The devils desire is to pull you away from Christ. Luther saw the whole of his reformation theology through Jacob’s dream and ladder saying: 

“The ladder connecting Heaven and Earth is the incarnation of God; it is what the devil hates most and is perpetually fighting against. The devil wants to tear the faithful away from Christ, their ladder to heaven.”

“Luther Man between God and the Devil” Heiko Oberman Pg.167
The devil wants to tear you from Christ and to do that he tries to tear you from you baptism - to give you doubt in God’s work and in God’s means of word and sacrament.


I remember my own questioning when my pastor at a nondenominational church I attended said. “If you’ve been baptized as an infant come and see me and I’ll tell you why you need to be baptized as an adult.” I’m sure in reflection it was intended for me and my family as he knew of my own baptism as an infant, though he never approached me and I never asked him about it. I did though consult the word.

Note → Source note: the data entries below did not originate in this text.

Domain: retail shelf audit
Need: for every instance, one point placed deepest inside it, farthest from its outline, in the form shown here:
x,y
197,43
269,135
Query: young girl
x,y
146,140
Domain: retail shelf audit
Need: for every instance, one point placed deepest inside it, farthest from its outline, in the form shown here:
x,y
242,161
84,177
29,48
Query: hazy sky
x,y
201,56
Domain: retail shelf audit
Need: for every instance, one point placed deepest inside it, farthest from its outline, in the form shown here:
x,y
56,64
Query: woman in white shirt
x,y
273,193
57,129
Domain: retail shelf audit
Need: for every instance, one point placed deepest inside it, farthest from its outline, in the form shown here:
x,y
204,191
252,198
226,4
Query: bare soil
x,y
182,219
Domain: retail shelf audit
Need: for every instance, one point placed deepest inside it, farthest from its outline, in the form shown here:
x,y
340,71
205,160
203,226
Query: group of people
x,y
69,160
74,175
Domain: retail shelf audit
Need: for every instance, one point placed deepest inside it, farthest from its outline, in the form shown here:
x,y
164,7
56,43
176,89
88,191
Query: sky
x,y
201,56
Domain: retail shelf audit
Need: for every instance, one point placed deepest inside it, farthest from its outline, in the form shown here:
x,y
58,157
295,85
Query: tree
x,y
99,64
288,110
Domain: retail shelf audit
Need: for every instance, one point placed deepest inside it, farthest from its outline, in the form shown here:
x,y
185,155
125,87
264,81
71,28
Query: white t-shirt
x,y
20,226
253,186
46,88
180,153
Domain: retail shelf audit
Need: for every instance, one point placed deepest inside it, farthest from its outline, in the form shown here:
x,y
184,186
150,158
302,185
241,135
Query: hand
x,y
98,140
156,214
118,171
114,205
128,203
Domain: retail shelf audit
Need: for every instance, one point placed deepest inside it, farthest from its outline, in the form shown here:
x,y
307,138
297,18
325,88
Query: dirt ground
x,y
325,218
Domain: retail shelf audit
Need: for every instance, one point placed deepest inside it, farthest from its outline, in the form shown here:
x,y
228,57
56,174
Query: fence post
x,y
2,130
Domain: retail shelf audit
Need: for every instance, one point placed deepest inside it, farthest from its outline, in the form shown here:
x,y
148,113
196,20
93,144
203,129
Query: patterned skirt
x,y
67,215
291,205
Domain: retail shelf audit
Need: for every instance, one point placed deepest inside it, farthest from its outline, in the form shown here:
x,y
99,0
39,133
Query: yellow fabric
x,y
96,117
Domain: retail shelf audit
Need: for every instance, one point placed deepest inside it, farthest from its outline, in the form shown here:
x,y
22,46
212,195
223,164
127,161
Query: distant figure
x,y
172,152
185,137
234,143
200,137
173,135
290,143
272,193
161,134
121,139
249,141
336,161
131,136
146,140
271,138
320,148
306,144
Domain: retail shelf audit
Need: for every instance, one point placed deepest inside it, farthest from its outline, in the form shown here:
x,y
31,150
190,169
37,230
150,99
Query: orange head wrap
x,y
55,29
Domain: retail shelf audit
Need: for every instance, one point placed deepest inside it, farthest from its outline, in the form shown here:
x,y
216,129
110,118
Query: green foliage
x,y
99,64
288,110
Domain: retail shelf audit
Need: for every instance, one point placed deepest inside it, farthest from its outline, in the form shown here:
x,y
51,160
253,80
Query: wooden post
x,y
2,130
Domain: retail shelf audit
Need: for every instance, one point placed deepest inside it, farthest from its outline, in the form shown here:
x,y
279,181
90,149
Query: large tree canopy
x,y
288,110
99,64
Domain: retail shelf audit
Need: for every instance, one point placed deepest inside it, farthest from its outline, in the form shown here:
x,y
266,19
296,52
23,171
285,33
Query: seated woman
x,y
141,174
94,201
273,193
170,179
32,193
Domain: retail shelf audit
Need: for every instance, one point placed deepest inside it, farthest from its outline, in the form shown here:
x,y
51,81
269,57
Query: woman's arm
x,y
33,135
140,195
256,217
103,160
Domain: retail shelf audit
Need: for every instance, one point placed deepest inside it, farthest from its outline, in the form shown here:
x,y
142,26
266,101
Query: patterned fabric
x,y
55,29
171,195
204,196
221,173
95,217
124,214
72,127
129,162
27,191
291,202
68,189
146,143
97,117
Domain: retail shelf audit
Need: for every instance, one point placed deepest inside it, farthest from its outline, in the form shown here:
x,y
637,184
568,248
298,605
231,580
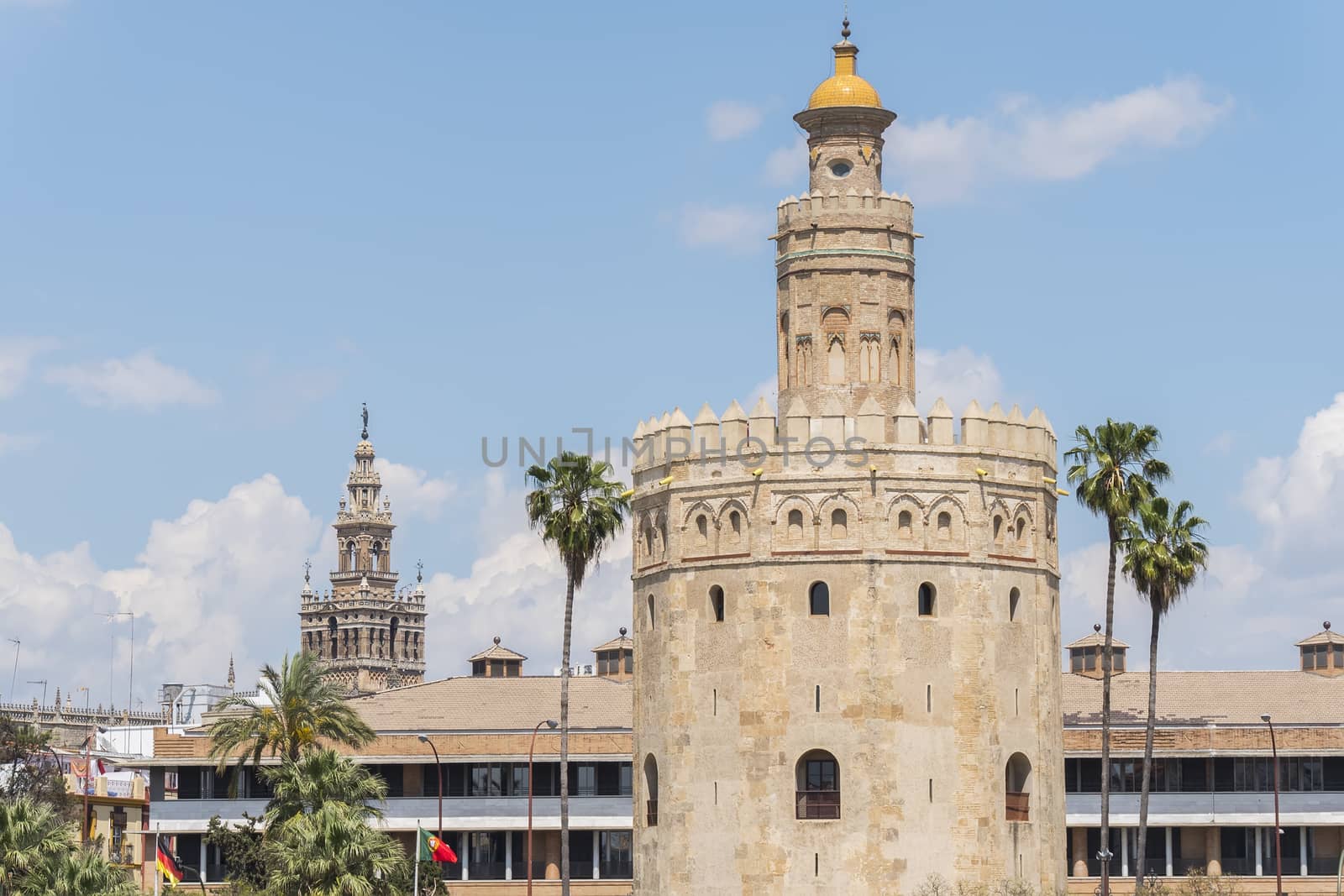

16 Whoever believes and is baptized will be saved, but whoever does not believe will be condemned. Mark 16:16

I was baptized in the name of the Father, Son and Holy Spirit. (I have the Baptismal certificate and my parents reflections of the day)

39 For the promise is for you and for your children and for all who are far off, everyone whom the Lord our God calls to himself.” Acts 2:39

“Let the children come to me; do not hinder them, for to such belongs the kingdom of God. Mark 10:14

Those baptized as infants receive a valid baptism.

Much of the Christian church around the world misuse baptism. They don’t see it doing anything and as a result many fail to baptized child and adult alike. It is also true for we who rightly understand baptism as God’s gift failing to have our children baptized until the child is older - placing the ceremony of baptism and family above the child and God’s gift.

We also misuse baptism when we fail to remember what God has done for us in and through baptism. The baptismal font’s placement at the back of the nave serves as a reminder that God himself has brought us into his family through this precious gift.

In the 1970s during the Jesus movement that happened for many youth, I attended a Christian concert with a friend. A girl that was there was talking about the date of her accepting Jesus and becoming a Christian. It was June 22, 1967, that she accepted Jesus as her Lord and savior.

I felt a bit out of place because I didn’t have a date that I could announce because as far back as I could remember I’ve always been a Christian.

Then I remembered … I was baptized on May 17, 1955.

God claimed me in baptism and he has claimed you too. God be praised!

In the name of the Father, and of the Son + and of the Holy Spirit!